М-р Хавишам, заинтересовавшись зрелищем, высунулся из окна кареты. Он не мог припомнить, чтобы когда-нибудь ему приходилось видеть что-либо подобное тому, как его маленькое сиятельство работало своими красными ножками, пустившись бежать после условного «три»! — согнув ручонки и устремив лицо против ветра, развевавшего его длинные, светлые волосы.
— Ура-а-а, Кед Эрроль! — разом вскрикнули мальчики, приплясывая и визжа от восторга. — Ура, Билли Вильямс! Ура, Кедди! Ура, Билли! Ура-ра-ра!
— А ведь он победит, — сказал про себя м-р Хавишам.
Вид быстро мелькавших красных ножек, крики и взвизгивания мальчиков, отчаянные усилия Билли Вильямса, с которым, по-видимому, тоже нельзя было шутить, когда он бежал по пятам все быстрее работавших красных ног, — привел старика в некоторого рода волнение.
— Право-право, я думаю, что он выиграет! — сказал адвокат и тут же, как бы в оправдание себя, закашлялся.
В эту минуту из группы приплясывавших ребятишек-зрителей раздался неистовый крик. Последним бешенным скачком будущий граф Доринкур достиг фонарного столба, стоявшего на конце отмеренного пространства, и коснулся его рукой как раз двумя секундами ранее почти упавшего на него и тяжело дышавшего Билли Вильямса.
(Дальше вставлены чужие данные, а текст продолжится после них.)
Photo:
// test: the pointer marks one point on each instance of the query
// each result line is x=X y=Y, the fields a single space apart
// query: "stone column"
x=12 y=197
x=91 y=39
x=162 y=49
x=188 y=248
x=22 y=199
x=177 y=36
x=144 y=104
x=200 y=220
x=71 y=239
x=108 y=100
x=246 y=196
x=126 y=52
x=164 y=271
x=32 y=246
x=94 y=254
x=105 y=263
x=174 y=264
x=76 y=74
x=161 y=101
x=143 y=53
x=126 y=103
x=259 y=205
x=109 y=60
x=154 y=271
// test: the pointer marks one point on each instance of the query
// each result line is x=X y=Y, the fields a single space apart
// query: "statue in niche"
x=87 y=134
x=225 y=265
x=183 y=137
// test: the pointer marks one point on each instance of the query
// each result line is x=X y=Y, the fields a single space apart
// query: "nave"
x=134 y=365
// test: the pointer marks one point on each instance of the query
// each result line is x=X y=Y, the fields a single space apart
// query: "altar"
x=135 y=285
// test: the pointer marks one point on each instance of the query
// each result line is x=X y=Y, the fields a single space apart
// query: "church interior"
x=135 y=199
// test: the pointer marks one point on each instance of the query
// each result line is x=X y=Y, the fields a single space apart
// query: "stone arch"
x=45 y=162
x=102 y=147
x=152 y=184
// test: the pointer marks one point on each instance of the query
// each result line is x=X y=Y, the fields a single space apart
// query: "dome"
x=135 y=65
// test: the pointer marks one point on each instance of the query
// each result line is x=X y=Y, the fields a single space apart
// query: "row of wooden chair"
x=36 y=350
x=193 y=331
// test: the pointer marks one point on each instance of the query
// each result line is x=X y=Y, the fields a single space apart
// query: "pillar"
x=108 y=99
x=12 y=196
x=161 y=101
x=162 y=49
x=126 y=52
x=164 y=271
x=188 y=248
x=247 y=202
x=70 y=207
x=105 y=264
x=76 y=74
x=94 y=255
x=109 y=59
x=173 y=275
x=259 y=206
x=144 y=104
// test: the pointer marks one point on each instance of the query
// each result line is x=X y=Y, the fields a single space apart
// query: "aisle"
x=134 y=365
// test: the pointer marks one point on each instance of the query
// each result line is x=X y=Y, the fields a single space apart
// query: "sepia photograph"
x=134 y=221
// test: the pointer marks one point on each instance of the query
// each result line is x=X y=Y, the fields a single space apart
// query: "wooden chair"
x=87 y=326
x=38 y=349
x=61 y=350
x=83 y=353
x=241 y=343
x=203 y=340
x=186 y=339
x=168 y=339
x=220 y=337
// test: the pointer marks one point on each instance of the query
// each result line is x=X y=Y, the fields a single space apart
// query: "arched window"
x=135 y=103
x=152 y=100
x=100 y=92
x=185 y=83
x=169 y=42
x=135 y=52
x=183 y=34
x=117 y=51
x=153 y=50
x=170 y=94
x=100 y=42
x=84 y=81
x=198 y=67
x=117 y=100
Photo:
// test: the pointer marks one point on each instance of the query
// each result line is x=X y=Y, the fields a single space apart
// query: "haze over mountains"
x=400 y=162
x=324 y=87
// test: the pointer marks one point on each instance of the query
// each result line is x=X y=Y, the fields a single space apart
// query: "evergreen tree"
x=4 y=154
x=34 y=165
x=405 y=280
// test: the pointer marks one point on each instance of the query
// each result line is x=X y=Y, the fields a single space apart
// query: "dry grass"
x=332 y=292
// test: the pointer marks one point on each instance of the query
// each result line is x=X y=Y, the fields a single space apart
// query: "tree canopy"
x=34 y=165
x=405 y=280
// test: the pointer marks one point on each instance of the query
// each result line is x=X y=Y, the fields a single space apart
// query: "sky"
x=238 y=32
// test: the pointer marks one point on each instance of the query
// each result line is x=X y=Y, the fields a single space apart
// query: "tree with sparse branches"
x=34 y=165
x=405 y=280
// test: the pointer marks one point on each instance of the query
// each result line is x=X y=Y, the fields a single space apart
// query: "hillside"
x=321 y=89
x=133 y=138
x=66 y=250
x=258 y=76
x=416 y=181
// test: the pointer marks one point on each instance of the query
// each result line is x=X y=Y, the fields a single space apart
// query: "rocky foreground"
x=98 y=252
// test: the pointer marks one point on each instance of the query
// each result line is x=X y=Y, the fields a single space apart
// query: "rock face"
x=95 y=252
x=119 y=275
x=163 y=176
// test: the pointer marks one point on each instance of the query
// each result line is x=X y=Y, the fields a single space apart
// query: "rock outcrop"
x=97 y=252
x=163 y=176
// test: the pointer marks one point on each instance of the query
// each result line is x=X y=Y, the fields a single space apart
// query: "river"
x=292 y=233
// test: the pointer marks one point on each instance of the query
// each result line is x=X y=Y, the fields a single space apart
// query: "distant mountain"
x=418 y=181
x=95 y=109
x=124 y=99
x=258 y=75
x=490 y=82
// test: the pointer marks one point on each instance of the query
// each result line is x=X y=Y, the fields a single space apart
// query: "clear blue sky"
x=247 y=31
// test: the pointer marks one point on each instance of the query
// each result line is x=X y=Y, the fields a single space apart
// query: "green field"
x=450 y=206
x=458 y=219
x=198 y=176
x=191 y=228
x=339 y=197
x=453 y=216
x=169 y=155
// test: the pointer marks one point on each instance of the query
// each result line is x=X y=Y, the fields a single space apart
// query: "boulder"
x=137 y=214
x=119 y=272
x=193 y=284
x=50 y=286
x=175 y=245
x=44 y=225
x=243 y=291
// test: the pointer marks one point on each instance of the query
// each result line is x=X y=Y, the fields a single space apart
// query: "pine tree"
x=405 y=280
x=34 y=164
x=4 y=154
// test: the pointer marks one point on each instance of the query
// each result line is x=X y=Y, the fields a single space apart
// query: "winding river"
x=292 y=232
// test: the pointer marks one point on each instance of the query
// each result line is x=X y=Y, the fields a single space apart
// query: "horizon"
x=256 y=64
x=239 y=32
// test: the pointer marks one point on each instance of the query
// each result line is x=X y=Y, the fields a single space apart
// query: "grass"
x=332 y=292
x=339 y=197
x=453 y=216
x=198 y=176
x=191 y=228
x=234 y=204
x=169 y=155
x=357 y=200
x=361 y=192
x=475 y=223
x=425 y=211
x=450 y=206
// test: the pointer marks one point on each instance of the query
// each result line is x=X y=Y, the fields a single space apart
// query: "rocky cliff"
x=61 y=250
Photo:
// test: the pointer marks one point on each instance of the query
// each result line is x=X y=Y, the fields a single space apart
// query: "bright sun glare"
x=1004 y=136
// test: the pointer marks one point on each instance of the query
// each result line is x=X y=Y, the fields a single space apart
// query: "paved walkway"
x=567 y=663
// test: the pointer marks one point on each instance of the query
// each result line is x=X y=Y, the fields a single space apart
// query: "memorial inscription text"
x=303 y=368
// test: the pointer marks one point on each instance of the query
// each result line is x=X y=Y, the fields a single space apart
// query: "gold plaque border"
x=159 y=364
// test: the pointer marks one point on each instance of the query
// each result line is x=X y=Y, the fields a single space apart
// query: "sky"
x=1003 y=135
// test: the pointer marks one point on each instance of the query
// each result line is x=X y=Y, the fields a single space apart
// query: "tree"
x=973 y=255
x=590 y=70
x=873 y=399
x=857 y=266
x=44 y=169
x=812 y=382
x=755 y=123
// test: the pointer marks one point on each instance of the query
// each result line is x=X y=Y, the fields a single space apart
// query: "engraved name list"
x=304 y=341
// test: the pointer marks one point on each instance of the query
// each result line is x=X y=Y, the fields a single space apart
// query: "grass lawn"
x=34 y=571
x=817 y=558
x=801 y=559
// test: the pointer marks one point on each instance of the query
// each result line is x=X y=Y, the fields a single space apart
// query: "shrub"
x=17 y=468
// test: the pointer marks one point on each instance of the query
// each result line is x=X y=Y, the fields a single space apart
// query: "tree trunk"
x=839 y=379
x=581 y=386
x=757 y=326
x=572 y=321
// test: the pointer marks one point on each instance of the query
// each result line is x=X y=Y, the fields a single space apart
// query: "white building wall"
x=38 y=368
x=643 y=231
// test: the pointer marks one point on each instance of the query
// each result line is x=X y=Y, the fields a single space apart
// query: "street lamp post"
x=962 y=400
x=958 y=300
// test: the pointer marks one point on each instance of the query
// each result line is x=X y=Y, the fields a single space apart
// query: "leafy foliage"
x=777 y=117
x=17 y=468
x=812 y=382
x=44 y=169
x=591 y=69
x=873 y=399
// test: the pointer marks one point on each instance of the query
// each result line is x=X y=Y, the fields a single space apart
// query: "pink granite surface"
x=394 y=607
— Тройное ура, Кедди Эрроль! — закричали мальчики. — Ура, Кедди Эрроль!
М-р Хавишам отнял голову от окна кареты и, сухо улыбаясь, откинулся назад.
— Браво, лорд Фонтлерой! — сказал он.
Когда его экипаж остановился перед домом м-сс Эрроль, к нему подходили победитель и побежденный в сопровождении своей шумной, ликующей свиты. Кедрик шел рядом с Билли Вильямсом и разговаривал с ним. Его гордое личико было очень красно, волосы прилипли к горячему влажному лбу, и руки были в карманах.
— Ты видишь, — говорил он, очевидно с намерением уменьшить значение своей победы в глазах своего побитого соперника, — я, должно быть, выигрываю оттого, что мои ноги подлиннее твоих. Должно быть, это оттого. Ты знаешь, я на три дня старше тебя, и это дает мне преимущество. Я на три дня старше тебя.
Такой взгляд на дело так приятно, по-видимому, подействовал на Билли Вильямса, что ему снова стало легко смотреть на мир Божий, и он настолько приободрился, что чуть не стал считать себя победителем. Кедди Эрроль как-то умел успокаивать и ублажать других; даже в первом пылу своего триумфа он сознавал, что побитый им соперник вряд ли был в таком же веселом расположении духа, как он, и не прочь был подумать, что при других обстоятельствах мог бы сам оказаться победителем.